The 81st Annual Meeting of the American Association of Physical Anthropologists (2012)

Manual pressure distribution during stone tool use


1Center for the Advanced Study of Hominid Paleobiology, Department of Anthropology, The George Washington University, 2Human Origins Program, National Museum of Natural History, Smithsonian Institution

Friday 9:45-10:00, Grand Ballroom II Add to calendar

Modern humans possess a highly derived thumb that is robust and long relative to the other digits, with enhanced pollical musculature compared to extant apes. Researchers hypothesize that this condition was selected in Homo in part to withstand high forces acting on the thumb during stone tool production. However, our previous research demonstrated that during stone tool-making the thumb in fact experienced significantly lower pressures and normal forces compared with other regions of the hand. In this paper, we test an alternative hypothesis that stone tool use may have distinct pressure distribution patterns that place greater stress on the thumb.

We used a dynamic pressure sensor system to measure pressures and normal forces acting across the hand during a variety of stone tool behaviors hypothesized to have been practiced by early hominins. Tested behaviors included slicing animal muscle using a flake and a handaxe, acquiring marrow using a hammerstone and a chopper, and nut-cracking. Subjects included experienced and novice knappers.

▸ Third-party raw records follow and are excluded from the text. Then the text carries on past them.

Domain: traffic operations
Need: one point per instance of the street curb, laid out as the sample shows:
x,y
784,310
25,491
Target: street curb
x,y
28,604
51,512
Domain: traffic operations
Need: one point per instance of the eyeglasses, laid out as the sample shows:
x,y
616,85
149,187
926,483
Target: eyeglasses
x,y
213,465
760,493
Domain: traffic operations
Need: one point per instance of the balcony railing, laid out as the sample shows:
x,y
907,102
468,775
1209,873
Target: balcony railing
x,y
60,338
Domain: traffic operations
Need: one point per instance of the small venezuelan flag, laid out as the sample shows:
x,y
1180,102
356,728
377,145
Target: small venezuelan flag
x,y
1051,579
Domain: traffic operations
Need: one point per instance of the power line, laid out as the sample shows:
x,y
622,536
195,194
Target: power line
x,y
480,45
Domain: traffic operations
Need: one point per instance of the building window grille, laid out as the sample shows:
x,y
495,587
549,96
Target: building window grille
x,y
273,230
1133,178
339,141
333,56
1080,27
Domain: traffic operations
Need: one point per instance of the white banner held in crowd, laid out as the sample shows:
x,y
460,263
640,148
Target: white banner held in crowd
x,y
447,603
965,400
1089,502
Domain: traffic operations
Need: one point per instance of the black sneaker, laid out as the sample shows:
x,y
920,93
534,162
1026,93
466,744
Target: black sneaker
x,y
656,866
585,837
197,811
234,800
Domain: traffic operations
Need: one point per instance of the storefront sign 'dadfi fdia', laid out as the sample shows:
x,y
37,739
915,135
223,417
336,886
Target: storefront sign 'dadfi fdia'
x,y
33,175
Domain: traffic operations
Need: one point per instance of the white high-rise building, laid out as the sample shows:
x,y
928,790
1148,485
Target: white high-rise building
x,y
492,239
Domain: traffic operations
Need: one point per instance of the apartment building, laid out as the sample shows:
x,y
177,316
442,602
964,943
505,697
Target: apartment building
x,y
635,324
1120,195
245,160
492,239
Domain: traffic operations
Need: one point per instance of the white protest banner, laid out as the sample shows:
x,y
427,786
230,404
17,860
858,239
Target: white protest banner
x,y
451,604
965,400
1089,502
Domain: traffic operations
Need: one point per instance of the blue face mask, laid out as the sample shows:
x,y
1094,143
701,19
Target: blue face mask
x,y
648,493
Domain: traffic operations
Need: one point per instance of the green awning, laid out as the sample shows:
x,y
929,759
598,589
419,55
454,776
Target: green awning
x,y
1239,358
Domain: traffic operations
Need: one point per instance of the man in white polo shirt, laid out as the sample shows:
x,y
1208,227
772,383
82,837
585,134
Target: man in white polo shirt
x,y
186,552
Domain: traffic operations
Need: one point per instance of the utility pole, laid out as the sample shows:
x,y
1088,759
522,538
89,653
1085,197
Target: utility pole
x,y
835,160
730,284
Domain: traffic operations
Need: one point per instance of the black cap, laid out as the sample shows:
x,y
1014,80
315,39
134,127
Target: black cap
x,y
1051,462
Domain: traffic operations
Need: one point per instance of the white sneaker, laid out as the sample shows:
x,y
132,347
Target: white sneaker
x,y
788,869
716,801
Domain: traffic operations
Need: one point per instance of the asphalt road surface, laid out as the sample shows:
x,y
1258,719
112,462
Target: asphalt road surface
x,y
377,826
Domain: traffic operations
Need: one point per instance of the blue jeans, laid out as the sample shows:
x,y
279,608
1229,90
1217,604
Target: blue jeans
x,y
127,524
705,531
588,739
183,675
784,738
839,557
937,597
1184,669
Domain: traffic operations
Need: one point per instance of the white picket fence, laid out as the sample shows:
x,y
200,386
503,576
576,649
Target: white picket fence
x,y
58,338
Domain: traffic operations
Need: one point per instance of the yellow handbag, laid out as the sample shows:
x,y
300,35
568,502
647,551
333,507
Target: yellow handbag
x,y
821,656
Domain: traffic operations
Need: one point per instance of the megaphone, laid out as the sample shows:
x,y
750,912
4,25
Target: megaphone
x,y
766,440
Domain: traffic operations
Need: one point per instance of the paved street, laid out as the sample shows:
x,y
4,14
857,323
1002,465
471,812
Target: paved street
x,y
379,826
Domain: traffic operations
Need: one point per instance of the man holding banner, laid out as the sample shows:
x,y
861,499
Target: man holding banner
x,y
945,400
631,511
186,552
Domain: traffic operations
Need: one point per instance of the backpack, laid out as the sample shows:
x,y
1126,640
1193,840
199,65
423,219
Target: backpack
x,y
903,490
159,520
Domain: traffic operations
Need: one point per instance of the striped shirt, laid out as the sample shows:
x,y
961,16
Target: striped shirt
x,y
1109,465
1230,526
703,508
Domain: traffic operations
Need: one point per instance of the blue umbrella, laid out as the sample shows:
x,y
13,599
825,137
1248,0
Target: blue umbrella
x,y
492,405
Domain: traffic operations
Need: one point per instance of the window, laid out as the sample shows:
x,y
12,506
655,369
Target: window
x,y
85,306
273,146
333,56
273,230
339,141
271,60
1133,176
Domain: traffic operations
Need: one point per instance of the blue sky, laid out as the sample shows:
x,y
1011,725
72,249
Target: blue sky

Contrary to stone tool production, stone tool use placed similarly high or significantly greater pressures and/or normal forces on the thumb compared with digits II-III. During nut-cracking, pressures and normal forces tended to be lowest, but differences between the thumb and digits II-III also tended to be strongest.

These results suggest that stone tool use, rather than production, may have been a stronger selective pressure on pollical robusticity. They also raise questions about why pollical robusticity appears so late after the earliest records of stone tool use.

This material is based upon work supported by the Wenner-Gren Foundation’s Dissertation Fieldwork Grant (7995), The George Washington University’s Research Enhancement Fund and Selective Excellence Fund, and the National Science Foundation's Minority Postdoctoral Research Fellowship (SMA-1103470) and the Integrative Graduate Education and Research Traineeship (IGERT # DGE 0801634).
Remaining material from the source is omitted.